I’m planning to build an active 3-way speaker system and would be grateful for your views on choices of a good midrange speaker unit. I know there are really good units by Seas, Scanspeak and of course the famous ATC SM75-150, etc.

However, I’ve come across a fairly new midrange unit from Morel: TSCM 634 which seems to have the best overall properties, i.e. high sensitivity, high power handling (has a 3” voice coil) and able to easily cross-over at 300Hz. It has no real directivity issues until well after 2kHz where I hope to cross-over to an AMT (air motion transformer) HF unit. Recommended cross-over for this unit is 2kHz)

So, two questions really:

1) Has anyone used this Morel midrange unit and what do they think of it?

2) Am I likely to come across any problems crossing over from a cone to an AMT?

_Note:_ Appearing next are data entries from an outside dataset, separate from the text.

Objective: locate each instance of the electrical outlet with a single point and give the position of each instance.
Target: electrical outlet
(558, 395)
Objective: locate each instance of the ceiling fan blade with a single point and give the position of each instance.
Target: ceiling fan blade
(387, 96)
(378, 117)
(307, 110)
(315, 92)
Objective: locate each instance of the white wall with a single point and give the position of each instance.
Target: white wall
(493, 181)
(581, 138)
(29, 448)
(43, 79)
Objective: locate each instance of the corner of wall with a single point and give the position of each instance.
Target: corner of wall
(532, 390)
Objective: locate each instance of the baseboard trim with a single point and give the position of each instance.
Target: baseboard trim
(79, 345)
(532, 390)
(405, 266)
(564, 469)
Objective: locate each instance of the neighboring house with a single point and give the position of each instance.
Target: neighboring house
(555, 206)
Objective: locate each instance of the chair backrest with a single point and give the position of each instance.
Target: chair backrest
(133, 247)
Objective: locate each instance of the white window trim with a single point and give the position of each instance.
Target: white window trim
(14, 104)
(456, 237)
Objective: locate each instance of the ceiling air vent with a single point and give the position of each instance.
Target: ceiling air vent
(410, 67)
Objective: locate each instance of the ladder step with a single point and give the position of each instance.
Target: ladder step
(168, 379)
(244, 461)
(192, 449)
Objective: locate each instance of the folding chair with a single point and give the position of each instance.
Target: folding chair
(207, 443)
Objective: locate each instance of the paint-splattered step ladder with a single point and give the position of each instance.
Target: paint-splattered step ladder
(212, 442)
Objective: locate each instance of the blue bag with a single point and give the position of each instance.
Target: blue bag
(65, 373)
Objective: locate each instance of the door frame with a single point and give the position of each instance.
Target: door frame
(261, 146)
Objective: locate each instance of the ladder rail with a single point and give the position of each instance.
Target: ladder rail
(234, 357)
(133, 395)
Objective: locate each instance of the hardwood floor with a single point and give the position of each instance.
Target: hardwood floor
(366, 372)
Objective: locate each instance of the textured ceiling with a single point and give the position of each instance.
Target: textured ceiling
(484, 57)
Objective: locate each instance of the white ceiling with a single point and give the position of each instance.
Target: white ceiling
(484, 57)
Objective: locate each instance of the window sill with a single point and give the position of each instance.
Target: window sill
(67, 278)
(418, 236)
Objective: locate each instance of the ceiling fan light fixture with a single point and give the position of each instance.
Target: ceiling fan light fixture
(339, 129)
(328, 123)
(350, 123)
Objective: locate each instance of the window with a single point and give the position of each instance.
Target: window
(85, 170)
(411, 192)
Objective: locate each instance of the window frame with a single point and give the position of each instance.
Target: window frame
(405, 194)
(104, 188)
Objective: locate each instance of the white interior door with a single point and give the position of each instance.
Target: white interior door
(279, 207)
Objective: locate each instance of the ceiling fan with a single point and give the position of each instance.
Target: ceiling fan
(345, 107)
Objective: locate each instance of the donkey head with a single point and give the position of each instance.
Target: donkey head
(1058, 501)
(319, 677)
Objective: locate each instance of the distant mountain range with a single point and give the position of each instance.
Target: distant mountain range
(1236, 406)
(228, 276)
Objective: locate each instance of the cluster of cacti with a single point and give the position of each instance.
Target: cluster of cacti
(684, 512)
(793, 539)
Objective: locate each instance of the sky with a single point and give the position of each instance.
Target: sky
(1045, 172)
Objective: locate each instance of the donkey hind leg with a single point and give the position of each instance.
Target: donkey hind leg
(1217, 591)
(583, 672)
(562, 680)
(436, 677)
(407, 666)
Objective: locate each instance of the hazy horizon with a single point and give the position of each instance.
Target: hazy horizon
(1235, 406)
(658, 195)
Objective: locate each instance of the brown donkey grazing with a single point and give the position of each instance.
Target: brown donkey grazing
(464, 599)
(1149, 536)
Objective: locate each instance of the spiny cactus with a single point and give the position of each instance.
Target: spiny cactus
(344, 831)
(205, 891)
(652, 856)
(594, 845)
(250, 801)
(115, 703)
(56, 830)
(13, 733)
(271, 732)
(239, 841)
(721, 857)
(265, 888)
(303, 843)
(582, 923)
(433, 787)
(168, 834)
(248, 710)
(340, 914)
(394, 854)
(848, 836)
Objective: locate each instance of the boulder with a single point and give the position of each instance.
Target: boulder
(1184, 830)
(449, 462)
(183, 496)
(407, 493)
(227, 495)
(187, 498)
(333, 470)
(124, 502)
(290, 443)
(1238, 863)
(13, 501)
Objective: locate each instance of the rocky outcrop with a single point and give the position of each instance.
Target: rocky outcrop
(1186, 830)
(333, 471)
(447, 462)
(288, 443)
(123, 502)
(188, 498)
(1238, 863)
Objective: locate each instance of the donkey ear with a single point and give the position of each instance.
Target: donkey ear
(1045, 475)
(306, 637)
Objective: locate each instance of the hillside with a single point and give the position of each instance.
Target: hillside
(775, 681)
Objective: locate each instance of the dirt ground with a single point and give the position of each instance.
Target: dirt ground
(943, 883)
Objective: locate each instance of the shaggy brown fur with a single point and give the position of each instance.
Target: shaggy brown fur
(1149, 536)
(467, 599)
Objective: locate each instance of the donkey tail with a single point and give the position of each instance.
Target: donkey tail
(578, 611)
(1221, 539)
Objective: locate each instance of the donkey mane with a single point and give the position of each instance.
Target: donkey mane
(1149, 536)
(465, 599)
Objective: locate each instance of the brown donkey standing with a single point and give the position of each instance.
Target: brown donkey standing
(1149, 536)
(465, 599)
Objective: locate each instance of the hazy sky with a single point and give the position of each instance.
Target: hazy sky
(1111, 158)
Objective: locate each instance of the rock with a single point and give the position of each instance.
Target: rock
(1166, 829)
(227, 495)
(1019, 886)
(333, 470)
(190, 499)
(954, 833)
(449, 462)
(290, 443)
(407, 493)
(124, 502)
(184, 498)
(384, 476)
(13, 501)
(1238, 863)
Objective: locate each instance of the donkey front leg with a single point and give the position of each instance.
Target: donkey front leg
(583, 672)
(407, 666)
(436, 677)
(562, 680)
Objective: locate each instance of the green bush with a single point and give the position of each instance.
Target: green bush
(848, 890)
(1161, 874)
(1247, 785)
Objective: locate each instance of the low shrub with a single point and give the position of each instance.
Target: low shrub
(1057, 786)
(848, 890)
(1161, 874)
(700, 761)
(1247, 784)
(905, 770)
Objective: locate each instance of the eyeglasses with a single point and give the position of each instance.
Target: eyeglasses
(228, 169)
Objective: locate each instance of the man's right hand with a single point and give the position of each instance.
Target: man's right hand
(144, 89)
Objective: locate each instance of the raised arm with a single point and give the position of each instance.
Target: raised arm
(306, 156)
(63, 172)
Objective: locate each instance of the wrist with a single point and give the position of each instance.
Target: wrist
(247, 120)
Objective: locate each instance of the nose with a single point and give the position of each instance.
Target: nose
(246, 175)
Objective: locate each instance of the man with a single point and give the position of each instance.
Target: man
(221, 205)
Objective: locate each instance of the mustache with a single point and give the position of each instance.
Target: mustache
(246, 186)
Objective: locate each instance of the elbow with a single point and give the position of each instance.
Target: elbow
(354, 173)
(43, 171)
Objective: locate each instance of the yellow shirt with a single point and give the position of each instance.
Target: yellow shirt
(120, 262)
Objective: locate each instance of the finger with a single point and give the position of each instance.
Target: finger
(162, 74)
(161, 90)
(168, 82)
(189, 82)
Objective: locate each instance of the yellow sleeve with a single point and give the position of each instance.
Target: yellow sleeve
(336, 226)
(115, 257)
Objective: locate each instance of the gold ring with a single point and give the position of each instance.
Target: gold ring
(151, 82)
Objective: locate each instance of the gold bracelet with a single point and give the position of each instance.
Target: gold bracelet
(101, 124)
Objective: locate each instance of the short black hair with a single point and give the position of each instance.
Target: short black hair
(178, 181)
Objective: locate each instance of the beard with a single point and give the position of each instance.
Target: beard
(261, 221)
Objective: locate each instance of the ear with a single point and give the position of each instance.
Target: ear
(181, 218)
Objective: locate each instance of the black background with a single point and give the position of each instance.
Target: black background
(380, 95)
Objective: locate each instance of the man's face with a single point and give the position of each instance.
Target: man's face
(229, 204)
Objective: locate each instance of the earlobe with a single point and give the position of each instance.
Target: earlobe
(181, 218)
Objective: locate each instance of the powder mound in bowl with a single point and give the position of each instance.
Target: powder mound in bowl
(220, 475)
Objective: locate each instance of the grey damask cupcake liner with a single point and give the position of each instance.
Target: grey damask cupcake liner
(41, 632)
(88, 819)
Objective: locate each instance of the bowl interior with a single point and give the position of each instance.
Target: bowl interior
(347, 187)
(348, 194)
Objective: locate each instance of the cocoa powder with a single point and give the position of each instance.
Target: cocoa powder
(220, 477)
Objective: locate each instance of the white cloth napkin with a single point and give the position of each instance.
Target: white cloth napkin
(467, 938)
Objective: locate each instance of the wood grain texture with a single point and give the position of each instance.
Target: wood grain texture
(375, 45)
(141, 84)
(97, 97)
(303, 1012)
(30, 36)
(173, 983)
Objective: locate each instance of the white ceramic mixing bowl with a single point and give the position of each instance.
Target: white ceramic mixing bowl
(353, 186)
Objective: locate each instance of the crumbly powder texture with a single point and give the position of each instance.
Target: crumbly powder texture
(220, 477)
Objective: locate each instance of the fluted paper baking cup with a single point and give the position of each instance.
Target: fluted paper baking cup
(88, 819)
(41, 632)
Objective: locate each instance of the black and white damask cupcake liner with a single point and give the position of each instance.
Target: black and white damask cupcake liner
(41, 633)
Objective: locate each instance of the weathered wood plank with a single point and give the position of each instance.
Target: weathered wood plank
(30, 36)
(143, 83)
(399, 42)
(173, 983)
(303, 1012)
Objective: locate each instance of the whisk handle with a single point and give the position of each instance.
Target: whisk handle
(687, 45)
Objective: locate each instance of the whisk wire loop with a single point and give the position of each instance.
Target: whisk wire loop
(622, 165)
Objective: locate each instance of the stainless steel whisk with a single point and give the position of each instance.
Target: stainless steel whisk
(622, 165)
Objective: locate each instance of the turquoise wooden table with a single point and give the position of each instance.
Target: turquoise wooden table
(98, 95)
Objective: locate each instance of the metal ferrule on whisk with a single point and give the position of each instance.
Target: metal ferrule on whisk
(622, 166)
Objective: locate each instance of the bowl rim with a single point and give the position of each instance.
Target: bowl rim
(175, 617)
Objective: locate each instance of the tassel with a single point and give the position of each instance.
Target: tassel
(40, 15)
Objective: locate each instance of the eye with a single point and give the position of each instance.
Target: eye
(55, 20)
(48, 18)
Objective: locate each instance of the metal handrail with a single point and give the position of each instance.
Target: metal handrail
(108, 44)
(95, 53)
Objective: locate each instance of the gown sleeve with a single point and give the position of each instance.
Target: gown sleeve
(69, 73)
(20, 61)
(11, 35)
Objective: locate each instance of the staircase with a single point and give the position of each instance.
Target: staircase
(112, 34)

I know that Adam and Legacy and others have successfully integrated cone mid drivers with AMTs.


----------



## ajinfla (May 10, 2009)

Wemyss said:


> However, I’ve come across a fairly new midrange unit from Morel: TSCM 634 which seems to have the best overall properties, i.e. high sensitivity, high power handling (has a 3” voice coil) and able to easily cross-over at 300Hz. It has no real directivity issues until well after 2kHz where I hope to cross-over to an AMT (air motion transformer) HF unit. Recommended cross-over for this unit is 2kHz)


Hi Wemyss,

That driver appears to have a voltage sensitivity of 89db, or around 86db/watt. That's fairly average, not high. The 3" VC will yield high power handling above mechanical (xmax) and thermal limits. Also, any 6" driver will become directional > 900hz or so, this one included. The manufacturers data only goes out to 45 deg. The impedance shows a resonance right around 2k.
Bottom line without a 15+ page explanation, I would not cross above 2k. If the AMT can handle it for your desired max volume, around 1.8k or so should be ok.
The nice thing about active is you should be able to experiment.

cheers


----------



## Wemyss (Jul 10, 2012)

Hi,

Many thanks for your advice. As the Morel midrange is a 4 ohm unit (rather than 8 ohms), I should have realized the 86dB/watt makes it average for sensitivity. To be honest I hadn’t noticed the bump in the impedance plot around 2kHz, so it would make sense to crossover at 1800Hz – I think the AMT tweeter will be OK with this, but perhaps I should use Linkwitz-Riley 4th order filters between the mid and hf units? I’m thinking of using a MiniDSP for all this.

Thanks again for your help.


----------



## ajinfla (May 10, 2009)

Wemyss said:


> To be honest I hadn’t noticed the bump in the impedance plot around 2kHz, so it would make sense to crossover at 1800Hz – I think the AMT tweeter will be OK with this, but perhaps I should use Linkwitz-Riley 4th order filters between the mid and hf units? I’m thinking of using a MiniDSP for all this.


The nice thing about DSP like the mini is that you can experiment with different filters, eq, time delays, etc.
Keep in mind the important response is the target electro-acoustic one, the combo of your electrical (like 4th order LR) _and_ the native response of the driver in cabinet. That may require different electrical filters for each driver and/or some response shaping (PEQ) to get the desired filter slope in the driver passband. Once you get good summation on axis, be sure to reverse the phase of one driver to check for a nice deep null at XO. Then check to make sure your off axis is smooth as well. Finally, drive them hard and listen for any distress. That should tell you whether you crossed the tweeter too low.

cheers


----------



## Wemyss (Jul 10, 2012)

Hi,

Once again, many thanks for your advice re electro-acoustic response around the crossover region. Once I obtain the units, amp and MiniDSP, I’ll get going on the measurements and see how it all turns out!

Thanks again.


----------